In addition, we performed simulations using python to measure both false negative rates for the Bonferroni, BH, BY, and the BY-mis approaches for multiple testing correction. These simulations were creating 50,000 realizations of sets of *k* tests, 1 to 100, but in this simulation we included a mix of null and non-null tests. We performed two classes of simulations, one with 1 non-null test and one with 25 non-null tests. For example, with *k *= 50 and the situation of 1 non-null test, there were 49 random p-values computed from a standard Normal distribution test statistic, and 1 p-value that was generated with from a non-null Normal with mean set to give a test with 80% power at the uncorrected level α = 0.05. The same situation with *k *= 50 for the case with 25 non-null tests, where 25 p-values were generated from null test statistics and 25 non-null p-values were generated to have 80% power to reject the null. This can be seen in Fig. 1b, c where the probability of a false negative for uncorrected comparisons remains at 0.2. These simulations show that the BY-FDR, has the highest probability of a Type II error with one simulated non-null result, whereas the BH-FDR and Bonferroni are very similar.

To illustrate these simulations with an example, say that a study was conducted in which 50 tests were performed (k = 50) with half of the tests actually being significant. Thus, there are 25 tests in which there is a possibility of false positive, and 25 tests in which there is a possibility of a false negative. Since Fig. 1c models the case of 25 out of k = 25 to 100 significant tests, the probability of a false negative for k = 50 is approximately 0.4 for the BH-FDR, 0.43 for the BY-mis, 0.68 for the BY-FDR, and 0.72 for the Bonferroni approach. The probability of a false positive for 25 non-significant tests can be determined from Fig. 1a. With k = 25, the FDR and FWE rate would be at approximately 5% and below for the Bonferroni, BH-FDR, and BY-FDR, but the false discovery rate would be approximately 30% for the BY-mis (Fig. 1a). Figure 1b, c shows that for all methods used to correct for multiple testing, the risk of Type II error increases with the number of tests k. However, there is a dramatic difference between the performance of BY-FDR and the BY-mis.

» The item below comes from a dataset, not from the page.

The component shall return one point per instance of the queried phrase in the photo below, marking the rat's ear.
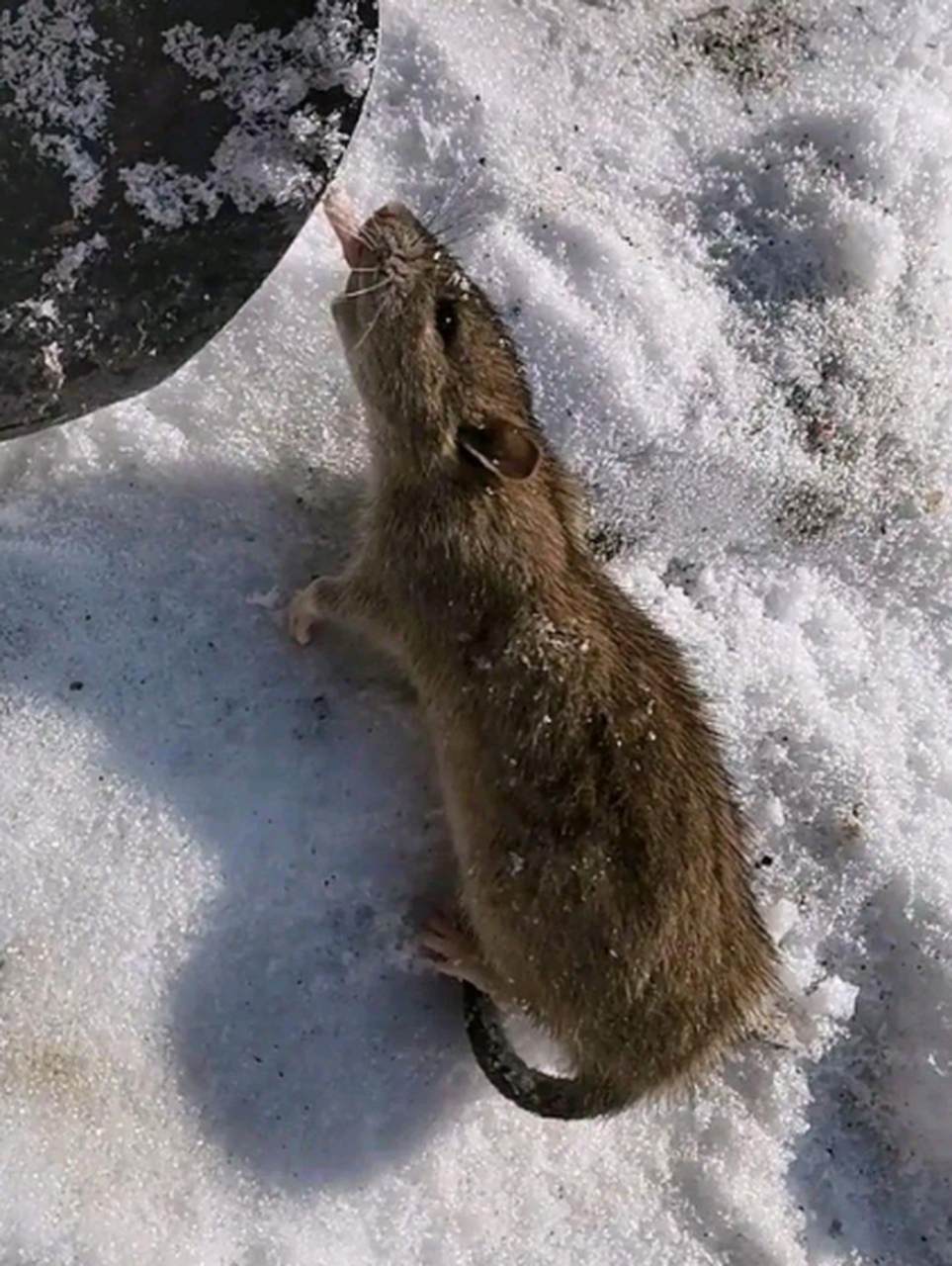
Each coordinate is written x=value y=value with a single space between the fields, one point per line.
x=500 y=447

Note the advantage of the BH-FDR approach in minimizing both false positive and false negative errors, while still controlling FDR.

A set of p-values from 15 significance testing taken from the Narum 2006 paper (column labeled ‘p-value examples’) and comparison with four approaches to multiple testing (critical p-values for significance)

p-value examples | Bonferroni | Benjamini and Hochberg | Benjamini and Yekutieli | BY-misimplementation |
---|---|---|---|---|

0.0001 | | | | |

0.0010 | | | | |

0.0062 | 0.0033 | | 0.0030 | |

0.0101 | 0.0033 | | 0.0040 | |

0.0214 | 0.0033 | | 0.0050 | 0.0151 |

0.0227 | 0.0033 | | 0.0060 | 0.0151 |

0.0273 | 0.0033 | | 0.0070 | 0.0151 |

0.0292 | 0.0033 | | 0.0080 | 0.0151 |

0.0311 | 0.0033 | | 0.0090 | 0.0151 |

0.0323 | 0.0033 | | 0.0100 | 0.0151 |

0.0441 | 0.0033 | 0.0367 | 0.0111 | 0.0151 |

0.0490 | 0.0033 | 0.0400 | 0.0121 | 0.0151 |

0.0573 | 0.0033 | 0.0433 | 0.0131 | 0.0151 |

0.1262 | 0.0033 | 0.0467 | 0.0141 | 0.0151 |

0.5794 | 0.0033 | 0.0500 | 0.0151 | 0.0151 |

The example in Table 1 also demonstrates one of the challenges in finding a balance between Type I and Type II errors and the choice for multiple testing correction. The probability that 12 of 15 independent tests would show an uncorrected p-value less than 0.05 is very low. Thus, Bonferroni, having only two significant tests, is likely overly conservative and would result in a higher type II error rate. The BH-FDR approach, however, shows that 10 of the 15 tests are identified as significant, which in this situation may be more plausible, although it would be helpful to know the covariance structure between the different variables, as statistical dependence between variables is not uncommon. Figure 1c demonstrates type II error rates for the simulation of 25 true positives (80% chance of being less than p < 0.05) and the notable differences between the Bonferroni and BH-FDR for k = 1–100 independent tests.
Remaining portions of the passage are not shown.